We’ve now checked two boxes very positively with ADVANCE and with LAUNCH. The EXPLORER studies are forthcoming. The open label extension is really the final big piece that will enable the pre NDA meeting that we announced, during our earnings call Monday that will occur sometime in the fourth quarter. Stepping back, this is a highly genericized market. I started my career in this when it was a branded space.

Sixty million treated patients, thirty million still cannot get the goal. Some of that is due to compliance. Some of that is due to are are you on the right drugs? Some of that is due to are you on the right dose.
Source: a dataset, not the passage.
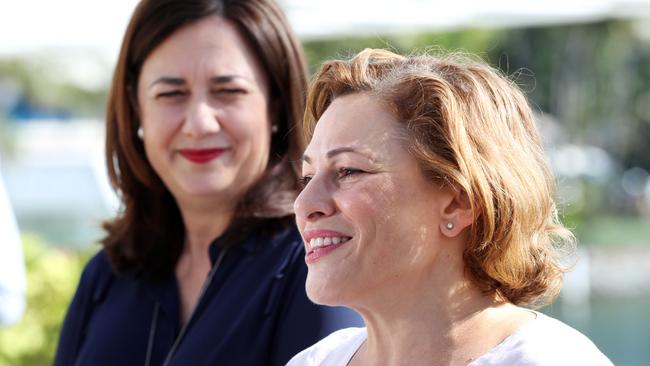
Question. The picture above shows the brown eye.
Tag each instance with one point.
(347, 172)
But fundamentally, our two studies have shown when you weed out some of those yeah buts, there’s about twenty million patients that probably are at risk of stroke, heart disease, or kidney disease.

Those three are in the top eight of global burden of disease. We have not solved these problems, and that’s why I’m excited to be here driving this forward. Just very quickly, we put the profile of lorunderstand in front of cardiologists and primary care, ninety five percent intend to prescribe. It speaks to the interest in this space, the need in this space, and the response to the profile of lorunderstat. Lastly, thrilled to be working with the team that we have.

We did announce, Monday, Eric Warren has joined us as CCO to help us really crystallize the commercial opportunity here as well as help with strategic partnering discussions. And then lastly, cash balance, 343,000,000 as of our q one reporting. So I think I went over time a little bit. Hopefully, not too bad. Happy to address any questions.

Otherwise, I’ll let you go to the pool.